The girl and I were enticed aboard this particular cruise by their promising us unlimited free beverages. The good thing about the Ultimate Beverage Package was that we saved a bundle, because cocktails aboard were pricey. The insidious thing about the UBP is that it can turn an affable social drinker into a depraved alcoholic the minute the boat gets pushed away from the dock, and if you are already a depraved alcoholic, the depths to which you can sink are only matched by the ocean itself.
So we had many good times. We met many interesting drunk people. I remember, somewhat dimly, a gentleman from Connecticut, a fellow Ultimate Beverager, who worked for a well-known international engineering firm, even though he only had a college degree in economics. He described his job as traveling around the world, going to company crisis after company crisis as called upon. After taking in the situation, he would tell those on the ground and his bosses back home he couldn’t help them.
“What do they expect?” he said. “I’m an economist, not an engineer.”
Ordinarily, I am not jealous of other people’s successes, but that guy’s career left me filled with the green emotion. I mean, I could do that.
Other passengers were not so interesting. I expect if you cruise to the Caribbean you can find yourself surrounded by tanned young women in experimental bikinis whose main occupation is rubbing sunscreen on their piercings, but if you cruise to Alaska, even if you are pushing hard at the envelope of both middle age and your current pants size, you will find yourself both young and thin in comparison to most of your fellow passengers, who are composed mainly of mortal threats at the unlimited buffet and doddering bucket-listers. When people describe the peace of being at sea, they are probably talking about this. It's very soothing.
We called on three towns in Southeast AK. At each one we were herded off into tour buses to enjoy the activities we had selected. The bus drivers had all been instructed to point out the local highlights, which usually consisted of an airport you had to take a ferry to get to and a closed fish-canning plant. That didn’t take long, so they would fall back on repeating old tales passed along by the local indigenous peoples.
These nuggets from the verbal traditions of native Alaskans demonstrated that while they may have been able to kill whales with spears made of caribou teeth, they had not really mastered the art of cohesive narrative flow. The old legends are uniformly sad and boring. All of them involve death, and many of them feature problems with in-laws.
They are generally invoked to explain natural phenomena, so the fact that Ketchikan gets some eighteen feet or so of rain a year is, in native lore, the result of the Bear Wife crying tears for her late human husband on the top of the local mountain.
Now, the ancient bullshitter who concocted this tale could not have known of persistent low pressure systems held in place by the jet stream and regional topographic features, but he knew damn well rain was not caused by a bear crying on the mountain. “These yahoos will believe anything,” he was probably sniggering to himself as he walked away from the Stone Age bonfire after concocting that whopper. “Wow, the cliff is slippery tonight. Must be all those bear tears. Hah! Whoops! Aieeee!”

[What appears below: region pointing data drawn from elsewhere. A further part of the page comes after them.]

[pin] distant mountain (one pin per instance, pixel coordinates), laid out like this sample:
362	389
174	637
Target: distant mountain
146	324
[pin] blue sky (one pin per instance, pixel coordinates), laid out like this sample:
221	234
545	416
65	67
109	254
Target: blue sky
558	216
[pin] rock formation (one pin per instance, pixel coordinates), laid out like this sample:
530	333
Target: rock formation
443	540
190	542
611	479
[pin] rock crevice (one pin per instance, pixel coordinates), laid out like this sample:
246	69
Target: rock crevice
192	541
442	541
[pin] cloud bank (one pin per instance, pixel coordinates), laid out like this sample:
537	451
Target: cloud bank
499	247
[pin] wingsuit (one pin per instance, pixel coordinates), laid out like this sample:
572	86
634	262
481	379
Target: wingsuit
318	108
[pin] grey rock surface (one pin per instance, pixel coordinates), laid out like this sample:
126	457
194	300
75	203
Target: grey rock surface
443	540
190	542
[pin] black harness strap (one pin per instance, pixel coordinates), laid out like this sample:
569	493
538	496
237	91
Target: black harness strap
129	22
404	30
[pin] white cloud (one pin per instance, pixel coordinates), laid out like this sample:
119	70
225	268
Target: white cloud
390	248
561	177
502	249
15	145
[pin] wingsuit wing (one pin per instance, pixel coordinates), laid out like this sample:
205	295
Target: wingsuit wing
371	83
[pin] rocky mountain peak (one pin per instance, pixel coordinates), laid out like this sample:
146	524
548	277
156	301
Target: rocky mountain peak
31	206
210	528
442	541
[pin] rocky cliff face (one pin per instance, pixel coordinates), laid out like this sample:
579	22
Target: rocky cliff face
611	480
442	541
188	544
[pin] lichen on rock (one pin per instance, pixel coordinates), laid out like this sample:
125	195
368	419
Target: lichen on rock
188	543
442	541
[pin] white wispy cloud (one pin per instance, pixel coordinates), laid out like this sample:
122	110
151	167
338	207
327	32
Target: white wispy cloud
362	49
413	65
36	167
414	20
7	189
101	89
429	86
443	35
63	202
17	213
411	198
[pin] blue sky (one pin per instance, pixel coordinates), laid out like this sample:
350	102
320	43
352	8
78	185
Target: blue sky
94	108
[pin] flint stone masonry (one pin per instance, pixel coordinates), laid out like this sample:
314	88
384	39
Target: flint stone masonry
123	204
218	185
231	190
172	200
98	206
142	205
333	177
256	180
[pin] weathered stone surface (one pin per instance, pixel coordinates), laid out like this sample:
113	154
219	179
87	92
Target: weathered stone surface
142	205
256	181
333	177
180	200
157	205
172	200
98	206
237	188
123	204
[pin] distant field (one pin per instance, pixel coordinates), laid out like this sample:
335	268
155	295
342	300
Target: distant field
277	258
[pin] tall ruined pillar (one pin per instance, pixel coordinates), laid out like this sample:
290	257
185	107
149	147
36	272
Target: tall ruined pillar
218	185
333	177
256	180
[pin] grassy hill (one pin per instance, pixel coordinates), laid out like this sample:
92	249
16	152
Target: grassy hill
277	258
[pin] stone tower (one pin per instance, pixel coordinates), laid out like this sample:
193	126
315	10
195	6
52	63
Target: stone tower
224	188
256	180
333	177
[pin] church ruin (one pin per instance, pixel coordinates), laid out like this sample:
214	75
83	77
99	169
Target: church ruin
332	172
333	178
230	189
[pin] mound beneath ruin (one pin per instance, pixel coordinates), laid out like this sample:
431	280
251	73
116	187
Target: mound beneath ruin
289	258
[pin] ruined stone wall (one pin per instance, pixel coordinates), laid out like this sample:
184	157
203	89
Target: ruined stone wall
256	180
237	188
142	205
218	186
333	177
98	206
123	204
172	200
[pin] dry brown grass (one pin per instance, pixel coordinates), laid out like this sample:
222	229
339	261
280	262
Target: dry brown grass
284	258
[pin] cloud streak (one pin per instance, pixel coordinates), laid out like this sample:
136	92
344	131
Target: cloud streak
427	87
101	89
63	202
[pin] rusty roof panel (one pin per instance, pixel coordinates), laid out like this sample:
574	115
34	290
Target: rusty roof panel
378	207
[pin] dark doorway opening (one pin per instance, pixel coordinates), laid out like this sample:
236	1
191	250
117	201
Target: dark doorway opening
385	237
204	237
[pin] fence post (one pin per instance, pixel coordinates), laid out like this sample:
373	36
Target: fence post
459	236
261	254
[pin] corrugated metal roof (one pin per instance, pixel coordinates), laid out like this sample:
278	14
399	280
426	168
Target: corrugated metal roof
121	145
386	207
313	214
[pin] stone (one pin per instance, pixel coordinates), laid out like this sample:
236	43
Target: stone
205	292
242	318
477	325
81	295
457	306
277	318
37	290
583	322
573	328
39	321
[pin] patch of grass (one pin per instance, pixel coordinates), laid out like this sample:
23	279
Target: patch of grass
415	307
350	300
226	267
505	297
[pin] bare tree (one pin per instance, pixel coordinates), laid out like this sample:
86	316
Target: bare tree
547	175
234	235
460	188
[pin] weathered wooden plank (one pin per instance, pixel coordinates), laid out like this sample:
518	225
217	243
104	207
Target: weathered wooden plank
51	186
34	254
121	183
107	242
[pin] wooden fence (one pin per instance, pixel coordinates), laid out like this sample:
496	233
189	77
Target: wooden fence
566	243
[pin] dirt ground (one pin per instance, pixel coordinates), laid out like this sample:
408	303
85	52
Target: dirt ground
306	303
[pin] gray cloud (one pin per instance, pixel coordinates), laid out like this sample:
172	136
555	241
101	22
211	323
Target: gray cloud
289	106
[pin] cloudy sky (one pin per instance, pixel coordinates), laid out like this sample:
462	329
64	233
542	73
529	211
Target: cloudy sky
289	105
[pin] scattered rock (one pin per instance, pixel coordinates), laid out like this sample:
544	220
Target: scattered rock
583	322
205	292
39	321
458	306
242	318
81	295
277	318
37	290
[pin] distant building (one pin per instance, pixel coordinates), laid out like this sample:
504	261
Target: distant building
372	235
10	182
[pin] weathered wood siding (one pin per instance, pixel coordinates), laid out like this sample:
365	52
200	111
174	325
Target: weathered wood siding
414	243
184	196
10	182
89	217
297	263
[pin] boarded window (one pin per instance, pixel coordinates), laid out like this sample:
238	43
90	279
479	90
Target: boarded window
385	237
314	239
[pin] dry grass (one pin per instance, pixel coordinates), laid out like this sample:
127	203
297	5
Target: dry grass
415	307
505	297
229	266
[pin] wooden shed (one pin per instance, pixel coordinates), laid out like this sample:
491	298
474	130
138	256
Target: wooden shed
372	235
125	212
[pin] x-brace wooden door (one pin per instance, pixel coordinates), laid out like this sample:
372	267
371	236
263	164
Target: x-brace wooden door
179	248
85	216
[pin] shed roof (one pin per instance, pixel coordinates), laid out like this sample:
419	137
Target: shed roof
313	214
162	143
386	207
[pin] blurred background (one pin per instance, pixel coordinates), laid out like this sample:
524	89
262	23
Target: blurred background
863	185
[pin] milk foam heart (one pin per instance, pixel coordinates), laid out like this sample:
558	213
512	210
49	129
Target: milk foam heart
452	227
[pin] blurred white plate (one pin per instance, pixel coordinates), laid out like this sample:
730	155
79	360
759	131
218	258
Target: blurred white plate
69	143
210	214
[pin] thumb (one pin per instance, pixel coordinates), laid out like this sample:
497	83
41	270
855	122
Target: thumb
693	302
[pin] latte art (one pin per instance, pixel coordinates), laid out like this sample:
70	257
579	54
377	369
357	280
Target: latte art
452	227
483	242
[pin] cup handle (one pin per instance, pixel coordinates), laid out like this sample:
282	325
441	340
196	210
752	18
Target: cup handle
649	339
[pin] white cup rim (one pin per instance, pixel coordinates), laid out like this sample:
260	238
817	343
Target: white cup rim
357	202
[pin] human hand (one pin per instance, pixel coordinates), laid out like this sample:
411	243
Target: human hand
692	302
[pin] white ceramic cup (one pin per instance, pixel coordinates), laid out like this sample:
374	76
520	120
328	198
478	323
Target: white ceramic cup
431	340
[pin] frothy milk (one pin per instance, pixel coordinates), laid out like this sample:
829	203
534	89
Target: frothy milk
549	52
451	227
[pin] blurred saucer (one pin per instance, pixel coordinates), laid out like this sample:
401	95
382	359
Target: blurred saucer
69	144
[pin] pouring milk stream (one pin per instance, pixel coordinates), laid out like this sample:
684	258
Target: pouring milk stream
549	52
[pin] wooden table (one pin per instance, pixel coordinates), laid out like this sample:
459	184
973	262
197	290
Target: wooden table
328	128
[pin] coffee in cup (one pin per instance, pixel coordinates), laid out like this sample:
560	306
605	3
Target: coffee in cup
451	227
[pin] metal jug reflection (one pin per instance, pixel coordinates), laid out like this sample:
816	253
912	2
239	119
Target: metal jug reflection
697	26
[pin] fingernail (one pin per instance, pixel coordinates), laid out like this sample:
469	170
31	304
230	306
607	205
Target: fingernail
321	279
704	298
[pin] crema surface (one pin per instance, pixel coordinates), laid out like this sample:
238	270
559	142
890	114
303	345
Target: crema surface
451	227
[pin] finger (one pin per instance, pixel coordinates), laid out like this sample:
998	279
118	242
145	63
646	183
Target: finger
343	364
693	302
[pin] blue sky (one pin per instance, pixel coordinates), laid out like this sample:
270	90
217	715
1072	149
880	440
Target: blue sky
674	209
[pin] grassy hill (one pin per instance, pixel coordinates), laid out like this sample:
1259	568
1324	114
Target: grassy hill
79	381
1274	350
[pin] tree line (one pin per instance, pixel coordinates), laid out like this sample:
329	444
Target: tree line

And yet, his words live on from that prehistoric moment, repeated by fresh-out-of-college tour guides who are supporting themselves by subsistence jobs before they go on to grad school to get another useless degree, to retired white people crammed into an overheated bus, which provides yet another example of the past constantly reaching out to annoy us.
Well, I’ve reached my word limit for today and we haven’t even covered zip-lining with Aunt Carol or eating at Washy Washy, so we’ll have to come back with a Part Two for this one.